From: Particle Physics and Astronomy Research Council
Posted: Thursday, October 10, 2002
An international team of astronomers today report the discovery of a huge distorted disk of cold dust surrounding Fomalhaut - one of the brightest stars in the sky. The most likely cause of the distortion is the gravitational influence of a Saturn-like planet at a large distance from the star tugging on the disk. This provides some of the strongest evidence so far that Solar Systems similar in size, or even bigger than our own, are likely to exist.

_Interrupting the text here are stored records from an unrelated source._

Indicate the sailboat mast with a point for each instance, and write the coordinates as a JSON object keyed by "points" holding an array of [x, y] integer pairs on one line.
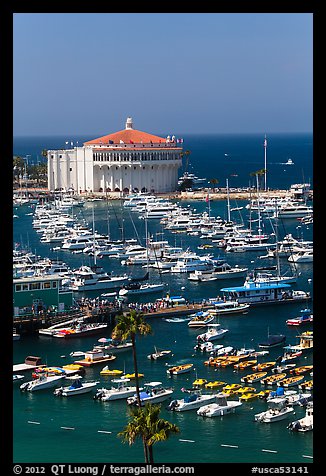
{"points": [[265, 153], [228, 200]]}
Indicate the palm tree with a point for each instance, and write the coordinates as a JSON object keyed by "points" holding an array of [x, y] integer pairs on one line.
{"points": [[146, 424], [128, 326]]}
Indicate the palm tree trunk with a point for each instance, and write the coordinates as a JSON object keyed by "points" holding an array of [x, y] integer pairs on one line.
{"points": [[150, 452], [133, 340]]}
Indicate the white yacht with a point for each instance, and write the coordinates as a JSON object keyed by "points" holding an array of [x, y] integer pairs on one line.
{"points": [[189, 262], [193, 401], [153, 393], [89, 278], [119, 392], [222, 406]]}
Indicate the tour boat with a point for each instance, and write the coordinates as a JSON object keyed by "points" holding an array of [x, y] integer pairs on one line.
{"points": [[306, 423], [306, 317], [77, 387], [179, 369], [154, 393], [193, 401], [256, 293], [119, 392], [221, 407]]}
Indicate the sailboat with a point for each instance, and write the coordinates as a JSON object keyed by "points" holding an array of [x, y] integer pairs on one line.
{"points": [[137, 286]]}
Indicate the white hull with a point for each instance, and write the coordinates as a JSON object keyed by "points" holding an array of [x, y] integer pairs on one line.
{"points": [[215, 409], [182, 405]]}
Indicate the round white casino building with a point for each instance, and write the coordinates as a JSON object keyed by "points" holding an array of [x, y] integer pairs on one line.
{"points": [[125, 161]]}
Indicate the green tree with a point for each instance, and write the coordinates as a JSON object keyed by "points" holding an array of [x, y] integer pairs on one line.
{"points": [[145, 423], [128, 326]]}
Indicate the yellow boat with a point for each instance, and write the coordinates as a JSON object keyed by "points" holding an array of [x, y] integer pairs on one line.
{"points": [[301, 370], [131, 376], [215, 384], [244, 364], [308, 385], [243, 390], [264, 393], [264, 366], [291, 381], [273, 379], [231, 386], [246, 397], [251, 378], [111, 372], [199, 382], [179, 369]]}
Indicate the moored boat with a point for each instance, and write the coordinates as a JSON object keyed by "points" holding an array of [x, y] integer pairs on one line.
{"points": [[179, 369]]}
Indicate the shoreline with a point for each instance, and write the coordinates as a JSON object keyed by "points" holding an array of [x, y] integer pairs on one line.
{"points": [[189, 195]]}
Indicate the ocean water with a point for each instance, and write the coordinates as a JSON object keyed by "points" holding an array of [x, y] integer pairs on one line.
{"points": [[40, 420], [227, 156]]}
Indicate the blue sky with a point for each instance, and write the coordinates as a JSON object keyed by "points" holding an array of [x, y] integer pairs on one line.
{"points": [[85, 73]]}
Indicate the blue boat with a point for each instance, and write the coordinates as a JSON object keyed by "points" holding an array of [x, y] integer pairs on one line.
{"points": [[255, 293]]}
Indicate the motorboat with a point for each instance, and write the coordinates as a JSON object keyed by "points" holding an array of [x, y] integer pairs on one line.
{"points": [[302, 256], [214, 332], [193, 401], [305, 317], [138, 288], [291, 381], [301, 370], [95, 357], [179, 369], [273, 379], [251, 378], [222, 406], [306, 423], [277, 411], [227, 307], [256, 293], [42, 382], [201, 319], [215, 384], [159, 354], [154, 393], [79, 329], [93, 278], [119, 392], [245, 364], [111, 372], [77, 387], [273, 340], [17, 377]]}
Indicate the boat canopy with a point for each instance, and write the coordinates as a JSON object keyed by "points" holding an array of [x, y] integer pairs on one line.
{"points": [[256, 286]]}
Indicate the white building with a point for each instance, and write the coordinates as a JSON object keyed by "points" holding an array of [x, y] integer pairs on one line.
{"points": [[125, 161]]}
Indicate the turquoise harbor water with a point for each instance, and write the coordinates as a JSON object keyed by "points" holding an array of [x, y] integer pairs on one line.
{"points": [[79, 429], [91, 436]]}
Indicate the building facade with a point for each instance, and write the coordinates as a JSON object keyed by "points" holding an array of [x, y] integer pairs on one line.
{"points": [[125, 161]]}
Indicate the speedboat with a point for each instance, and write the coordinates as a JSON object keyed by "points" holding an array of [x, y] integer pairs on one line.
{"points": [[213, 333], [276, 412], [179, 369], [192, 402], [116, 393], [306, 423], [306, 317], [201, 319], [251, 378], [221, 407], [159, 354], [77, 387], [153, 393], [42, 382]]}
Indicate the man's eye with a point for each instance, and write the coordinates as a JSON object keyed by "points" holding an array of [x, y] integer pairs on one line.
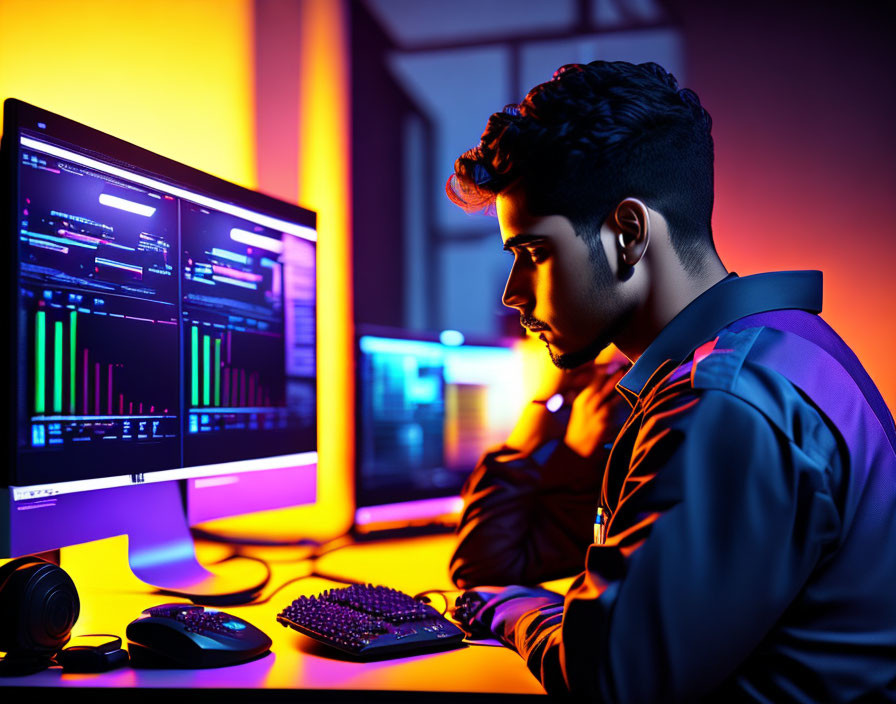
{"points": [[538, 254]]}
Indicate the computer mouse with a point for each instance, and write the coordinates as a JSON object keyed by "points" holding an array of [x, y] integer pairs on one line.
{"points": [[190, 636]]}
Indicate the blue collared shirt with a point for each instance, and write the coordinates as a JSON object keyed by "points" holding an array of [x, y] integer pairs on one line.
{"points": [[749, 551]]}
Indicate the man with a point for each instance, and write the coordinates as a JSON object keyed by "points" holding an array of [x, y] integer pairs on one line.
{"points": [[747, 513]]}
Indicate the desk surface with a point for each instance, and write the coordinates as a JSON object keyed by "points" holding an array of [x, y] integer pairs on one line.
{"points": [[111, 597]]}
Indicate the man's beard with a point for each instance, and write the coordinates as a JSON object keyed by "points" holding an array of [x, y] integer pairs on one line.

Image: [enlarge] Artist's impression of the Fomalhaut planetary system. The star is surrounded by a vast disk of cold dust. The inner planets are sweeping up the dust creating an inner region devoid of material. Collisions between comets continually create more material for the disk. A Saturn-like planet, shown in the foreground, creates a wake through the dust as it orbits the star. This causes the outer disk to appear lumpy and distorted, as shown on the left. Illustration by David Hardy.
One hundred planets are already known to exist outside our Solar System - although none have yet been seen directly by a telescope. These planets have been nicknamed "hot-Jupiters" since they are roughly the size of the planet Jupiter, but have orbits much closer to their star than Jupiter is to our Sun. What is new and exciting about the observation of Fomalhaut is that it probes the space much more distant from the star - in fact, on scales of the orbits of Uranus, Neptune and beyond.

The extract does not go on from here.